El primero en la lista sería aquel secretario de Hacienda, Pedro Aspe, que sin mayor pudor dijo que la pobreza en este país era un mito. Una declaración atroz, que es una verdadera pedrada en la cara de miles de familias que viven casi en la indigencia, pero que son vistos como una especie de fantasía de cuento.

Luego fue otro secretario de Hacienda, este del PAN, Ernesto Cordero Arroyo, quien se atrevió a decir que una familia mexicana podía vivir con seis mil pesos mensuales. Según este ejemplar funcionario, que hoy por cierto es Senador, con seis pesos al mes era suficiente para tener un crédito para vivienda, pagar un auto, tener a sus hijos a una escuela privada.

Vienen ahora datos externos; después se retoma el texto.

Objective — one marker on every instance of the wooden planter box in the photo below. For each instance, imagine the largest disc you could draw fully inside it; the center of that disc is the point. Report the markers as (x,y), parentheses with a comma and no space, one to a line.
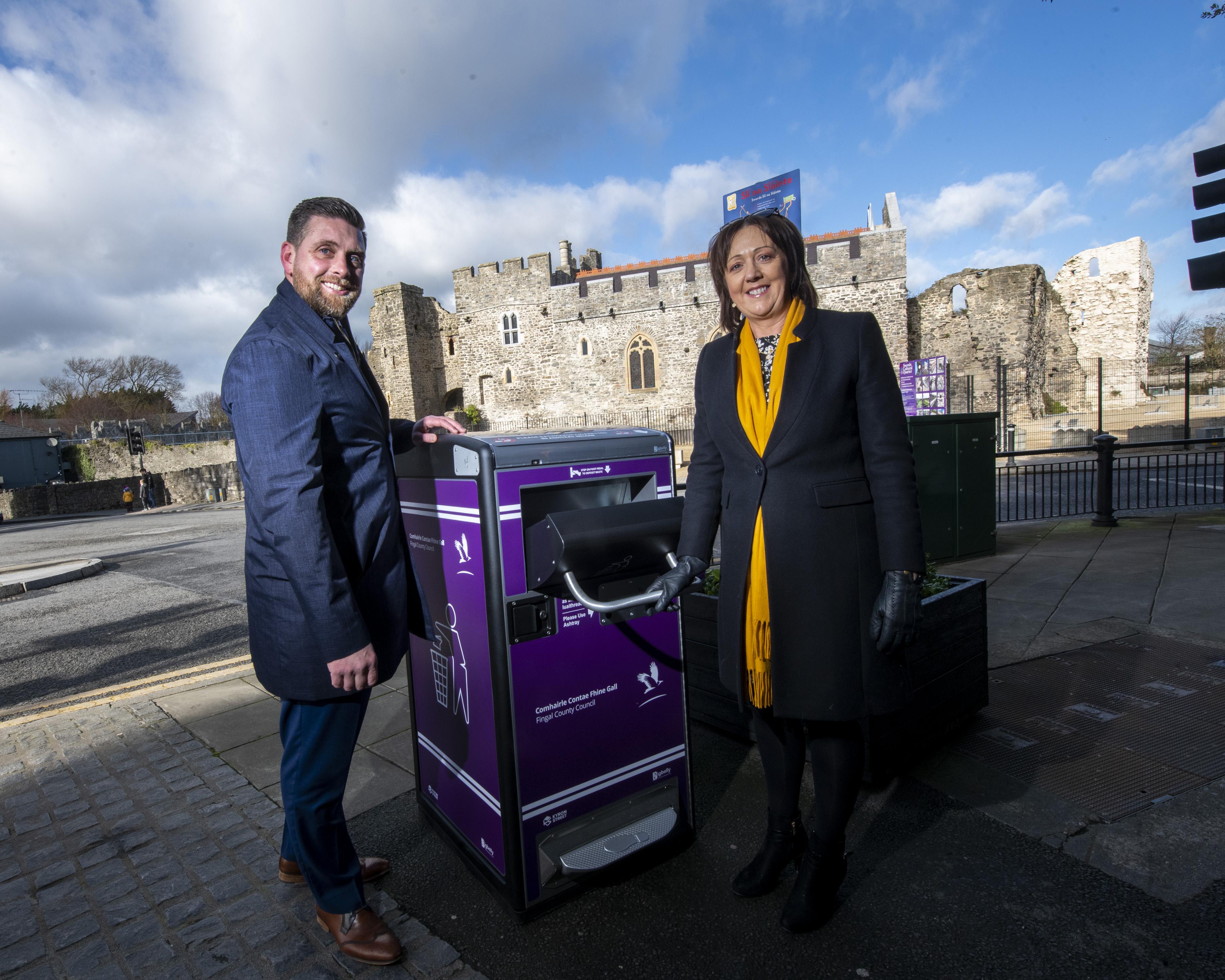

Total que para el señor Cordero, seis mil pesos era una cantidad tal que las familias eran casi unas potentadas. Claro que como secretario en ese momento y ahora como senador, pues está acostumbrad a ganar más de cien mil pesos al mes, más prestaciones, automóvil, chofer, celular, todo a cuenta de los impuestos de esa gente que gana seis pesos mensuales.

Otra perla de esta insensibilidad es la secretaria de estado, Rosario Robles, quien desde su calidad como titular de la Sedesol, al inicio de este sexenio, avaló que con un apoyo diario de alrededor de 12 pesos por persona, un hogar de cinco integrantes podría cubrir sus necesidades de salud, alimentación y educación, lo anterior conforme las reglas de operación del programa Prospera.

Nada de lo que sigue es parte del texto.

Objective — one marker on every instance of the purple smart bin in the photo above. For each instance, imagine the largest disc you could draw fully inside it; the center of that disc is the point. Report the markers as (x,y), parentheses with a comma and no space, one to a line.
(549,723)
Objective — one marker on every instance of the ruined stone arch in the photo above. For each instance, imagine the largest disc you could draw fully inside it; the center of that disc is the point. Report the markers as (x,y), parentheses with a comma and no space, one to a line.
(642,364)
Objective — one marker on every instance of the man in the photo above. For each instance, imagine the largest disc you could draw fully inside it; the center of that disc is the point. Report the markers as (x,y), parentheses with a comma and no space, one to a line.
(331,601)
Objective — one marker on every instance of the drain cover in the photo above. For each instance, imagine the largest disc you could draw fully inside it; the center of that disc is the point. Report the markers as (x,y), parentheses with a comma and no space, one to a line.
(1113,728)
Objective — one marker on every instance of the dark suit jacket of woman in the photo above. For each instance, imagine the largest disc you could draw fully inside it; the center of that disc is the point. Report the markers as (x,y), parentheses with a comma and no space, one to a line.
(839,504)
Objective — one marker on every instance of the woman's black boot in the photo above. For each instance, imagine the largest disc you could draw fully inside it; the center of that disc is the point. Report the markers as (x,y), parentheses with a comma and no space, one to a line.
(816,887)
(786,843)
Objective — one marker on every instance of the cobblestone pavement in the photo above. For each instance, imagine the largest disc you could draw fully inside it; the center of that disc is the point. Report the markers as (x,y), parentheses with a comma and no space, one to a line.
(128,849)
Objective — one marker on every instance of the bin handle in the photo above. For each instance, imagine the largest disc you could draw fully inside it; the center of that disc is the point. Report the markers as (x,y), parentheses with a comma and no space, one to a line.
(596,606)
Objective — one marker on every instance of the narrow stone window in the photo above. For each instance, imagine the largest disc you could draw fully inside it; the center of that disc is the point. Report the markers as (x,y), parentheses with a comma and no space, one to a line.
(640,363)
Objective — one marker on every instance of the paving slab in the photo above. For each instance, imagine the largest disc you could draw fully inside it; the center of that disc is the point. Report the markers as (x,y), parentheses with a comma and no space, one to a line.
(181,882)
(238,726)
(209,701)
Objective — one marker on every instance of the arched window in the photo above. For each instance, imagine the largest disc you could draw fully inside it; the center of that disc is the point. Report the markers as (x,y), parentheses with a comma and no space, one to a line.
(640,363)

El despropósito es tal que hubiera exigido una aclaración y puntual la enmienda de algo que resulta indignante. Con 12 pesos por persona es como Rosario Robles se proponía atender a la población en condiciones de pobreza, vulnerabilidad, rezago y marginación. En verdad no solo resulta un insulto sino una verdadera revelación moral de una funcionaria.